Хиля пожала плечами, улыбнувшись с какой-то издевкой над собой:
- Меня берет один парень - из тех, ну, ты понимаешь... Не в жены, нет, просто так. У них нет Морального кодекса, так что нам ничего не будет. Устроюсь на работу, жить буду у него...
- Это лучше, чем со мной? - я хотел снисходительно, по-взрослому усмехнуться и не смог.
Она вдруг оживилась, заговорила, убеждая даже не меня, а себя, а я смотрел на нее и думал с удивлением, что выглядит эта женщина так, словно жизнь схватила ее мощными руками, выжала, выкрутила до звонкой пустоты, оставив лишь глаза да злой звенящий голос, и непонятно, отчего так вышло. Ей никогда не приходилось плохо питаться, жить в общей квартире, стоять за станком, бесконечно штопать одни и те же чулки, считать копейки, как моей матери. И все же - она казалась совсем забитой, уничтоженной, придавленной какими-то обстоятельствами до самой крайней точки, после которой человек просто сходит с ума.

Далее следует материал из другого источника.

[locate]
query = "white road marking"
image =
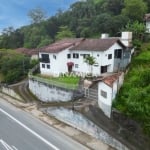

- ... и надоело быть чьей-то мамочкой, не хочу! - голос ее тревожил пассажиров, они оглядывались с раздражением. - Родители всю душу вытянули: когда ты выйдешь замуж, когда внука нам родишь... А никогда! Неужели непонятно?!.. Ты, Эрик - идеалист, думаешь, что все на свете просто, надо только быть порядочным человеком. Где-то верно, но жизнь сложнее, чем тебе кажется. Мне хотелось - хоть раз! - почувствовать себя просто женщиной, а не твоей заботливой нянькой. И что? Попадаются только такие, вроде тебя. А настоящего... Хотя нет. Они не такие, как ты, они даже хуже. Ты - единственный в своем роде.
- Ну, спасибо, - я хотел взять ее за руку, но почувствовал, что не могу этого сделать, и не потому, что она не позволит, а просто - не могу.